Detroit City Council now backs development at the Livernois-Junction rail yard in southwest Detroit, reversing years of opposition. Meanwhile, the southwest Detroit coalition that opposed the DIFT has splintered.

In the past year, the Michigan Department of Transportation has been conducting an environmental impact study as required by federal law. The study was completed this spring, and the four alternatives, including the option of no action, were presented to the community at public hearings in June.

The council resolution supporting the DIFT passed July 29 by a 7-0 vote. (Councilmember Alonzo Bates wasn’t present that day.)

Council had previously passed two resolutions emphatically opposing the DIFT project, citing the increased truck traffic through Detroit neighborhoods, the increased levels of pollution and resulting disease risks and the loss of homes and businesses necessary for expansion at the Livernois-Junction site.

Three years ago, Council President Pro Tem Ken Cockrel sent out a letter asking residents to write his colleagues on council to encourage a resolution opposing the DIFT.

“As somebody who has led a lot of council opposition in the past, I kind of had to hold my nose and vote for it,” Cockrel says of the current resolution.

So why did he vote to approve it? The answer doesn’t make the situation any less complicated.

Groups in southwest Detroit, which had previously opposed the DIFT as Communities for a Better Rail Alternative, have had a divergence of opinions. CBRA is no more.

“Members of community development organizations decided it was better to pursue a strategy of negotiating with MDOT,” says Kathryn Savoie, director of ACCESS’ environmental health program and a former CBRA member. “Since there’s not a project yet that seems premature. We think there are still many concerns about the way the project’s being proposed.”

Those groups that favor negotiating with MDOT — about 15 or 20 community groups, Cockrel says — include the Southwest Detroit Business Association and the Greater Corktown Development Corporation.

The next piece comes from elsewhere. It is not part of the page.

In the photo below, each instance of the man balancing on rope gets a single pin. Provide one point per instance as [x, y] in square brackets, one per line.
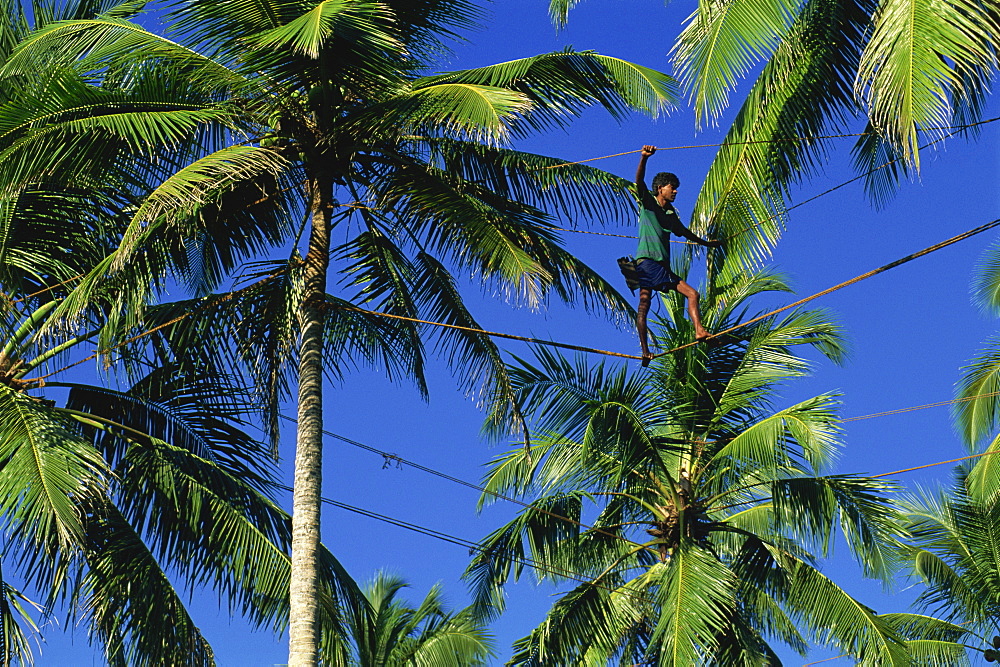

Both have previously gone on record against the DIFT project, but recently approached council seeking a resolution backing the DIFT expansion.

Over the years, says Kelli Kavanaugh, deputy director of the Greater Corktown Development Corporation, things have changed.

“If the state of Michigan and the feds walk away right now and put no money into the site, we’re not better off,” Kavanaugh says. “And we can see how the railroads have maintained the yard over the years.”

One proposal, Kavanaugh says, would keep truck traffic off Michigan Avenue and concentrate ingress and egress at two gates, rather than eight as originally planned.

Kavanaugh admits that the air quality issue hasn’t been resolved.

“My sense from the community is that the DIFT or something like it is inevitable,” Cockrel says.

Savoie says that negotiating with MDOT for a favorable DIFT is jumping the gun. DIFT, she says, is far from a sure thing. A final decision on the $300 million-$800 million project isn’t expected until 2007.

Savoie says she plans to ask council to hold a public hearing, or at the least pass a second resolution highlighting the health concerns involved in the project. It may be an uphill battle. Between the community groups that were once a part of CBRA, Savoie says, “there’s no consensus at this point about how to deal with the DIFT.”